While there are hints that communion is at the end, the movie does not fully deliver. Like Marxism, it places hope in transforming the here and now (the Citadel) because there is ultimately no escape to “Green Place” or Heaven of Valhalla. Unexpectedly, the “Green Place” is at the heart of the Citadel, the bastion of slavery. They must journey back to the Citadel to expose the mortality of Immortan Joe and unlock the vitality that Immortan Joe was despotically using only for himself. The film ends with Redeemer Furiosa and her band of liberated Wives being lifted up into Immortan Joe’s heavenly palace. These courageous, heavenly Olympian goddesses overtake the ugly, greedy white clay gods (Immortan Joe and his War Boys), giving the under trodden the waters of life. Max, who is a figure for mankind, disappears into the crowd only to wander the wasteland into which he has been thrown. Aware of the brute, competitive reality of all things, he walks alone. No family. No home. No salvation. And, ultimately, no love.

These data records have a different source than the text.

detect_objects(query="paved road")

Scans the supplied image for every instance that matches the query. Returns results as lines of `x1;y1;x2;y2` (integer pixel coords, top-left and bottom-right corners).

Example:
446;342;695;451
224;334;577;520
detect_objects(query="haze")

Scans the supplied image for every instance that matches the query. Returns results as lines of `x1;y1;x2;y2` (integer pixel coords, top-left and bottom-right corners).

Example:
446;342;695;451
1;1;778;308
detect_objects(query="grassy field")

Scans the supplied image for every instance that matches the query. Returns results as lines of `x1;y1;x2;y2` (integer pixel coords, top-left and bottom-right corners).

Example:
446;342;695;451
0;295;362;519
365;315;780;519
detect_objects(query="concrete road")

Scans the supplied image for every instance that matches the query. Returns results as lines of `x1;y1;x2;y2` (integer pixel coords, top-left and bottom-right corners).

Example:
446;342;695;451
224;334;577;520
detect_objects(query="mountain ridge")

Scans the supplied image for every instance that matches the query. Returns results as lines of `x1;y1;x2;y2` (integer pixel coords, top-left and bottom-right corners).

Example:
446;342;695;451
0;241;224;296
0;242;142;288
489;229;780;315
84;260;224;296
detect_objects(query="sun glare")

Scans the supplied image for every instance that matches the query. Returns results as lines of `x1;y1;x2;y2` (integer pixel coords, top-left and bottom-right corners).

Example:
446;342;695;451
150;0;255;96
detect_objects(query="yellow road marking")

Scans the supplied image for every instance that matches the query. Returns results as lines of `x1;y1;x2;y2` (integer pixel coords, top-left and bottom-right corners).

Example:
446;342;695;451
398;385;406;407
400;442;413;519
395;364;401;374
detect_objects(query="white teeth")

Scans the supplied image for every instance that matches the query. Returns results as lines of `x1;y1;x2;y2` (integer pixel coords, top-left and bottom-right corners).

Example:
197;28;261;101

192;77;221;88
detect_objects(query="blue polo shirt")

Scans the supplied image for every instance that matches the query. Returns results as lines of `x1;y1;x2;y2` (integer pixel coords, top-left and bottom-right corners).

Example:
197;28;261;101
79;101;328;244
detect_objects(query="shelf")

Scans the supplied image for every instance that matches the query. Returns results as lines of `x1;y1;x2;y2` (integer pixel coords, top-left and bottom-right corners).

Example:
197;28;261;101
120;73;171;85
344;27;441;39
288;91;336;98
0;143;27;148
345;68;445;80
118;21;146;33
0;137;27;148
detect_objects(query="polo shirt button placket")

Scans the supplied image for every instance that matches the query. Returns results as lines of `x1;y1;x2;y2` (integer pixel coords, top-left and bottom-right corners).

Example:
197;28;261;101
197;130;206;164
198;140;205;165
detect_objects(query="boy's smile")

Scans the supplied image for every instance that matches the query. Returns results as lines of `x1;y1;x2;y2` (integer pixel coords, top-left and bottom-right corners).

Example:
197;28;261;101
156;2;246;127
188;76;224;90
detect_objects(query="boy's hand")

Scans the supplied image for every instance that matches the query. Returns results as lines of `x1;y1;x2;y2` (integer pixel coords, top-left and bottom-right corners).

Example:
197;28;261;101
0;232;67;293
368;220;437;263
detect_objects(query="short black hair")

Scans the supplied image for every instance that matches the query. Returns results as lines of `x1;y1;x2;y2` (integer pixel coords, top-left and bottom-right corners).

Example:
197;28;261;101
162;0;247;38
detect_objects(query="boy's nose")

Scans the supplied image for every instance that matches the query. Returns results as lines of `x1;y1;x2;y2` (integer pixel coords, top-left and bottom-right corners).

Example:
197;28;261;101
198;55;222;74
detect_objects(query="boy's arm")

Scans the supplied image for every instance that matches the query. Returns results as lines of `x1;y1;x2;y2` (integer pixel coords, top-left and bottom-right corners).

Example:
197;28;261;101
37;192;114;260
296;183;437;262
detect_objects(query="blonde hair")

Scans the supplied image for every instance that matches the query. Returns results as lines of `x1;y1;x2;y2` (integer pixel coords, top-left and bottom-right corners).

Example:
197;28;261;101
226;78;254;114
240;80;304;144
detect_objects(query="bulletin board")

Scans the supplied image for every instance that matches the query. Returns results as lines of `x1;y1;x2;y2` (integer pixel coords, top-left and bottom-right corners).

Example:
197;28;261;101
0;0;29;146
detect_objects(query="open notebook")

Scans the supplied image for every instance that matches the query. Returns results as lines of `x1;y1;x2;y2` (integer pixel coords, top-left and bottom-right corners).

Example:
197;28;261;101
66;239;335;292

The seminary has a different vision to offer that would ultimately deliver the redemption and human dignity this movie is chasing after. Part of the formation at the seminary is training the men into celibacy, and celibacy is not just a refusal but an affirmation of the other as other. Celibacy is a sign of the dignity of the other. It witnesses to the truth that people are not just things to be manipulated according to desire, whim or the hope of future progeny. The witness of the virgin or celibate is a radiation of love. Think of how the virgin martyrs transformed the ancient city of Rome, a bastion of lust and domination. While Christians may have continued to treat others as property, the message of the Gospel, which takes time for the Church to understand, as Cardinal Newman stressed, does not allow this. Christ proclaims the goodness of the other as other, especially in His great act of laying down his life for His Bride, the Church, and in the light of His Trinitarian identity. The witness of celibacy is something the Church proclaims to the city, hopefully transforming it from within. It is silly to expect this depth from an action flick, but it would answer the drive of the movie.
This movie offers much food for thought. If you want to study the themes offered by this action flick, read Nietzsche’s Parable of the Madman, Heidegger’s The Question Concerning Technology, Greek Mythology and the CDF’s Instruction on Christian Freedom and Liberation. Kudos to George Miller for fitting this all into a film about a car chase.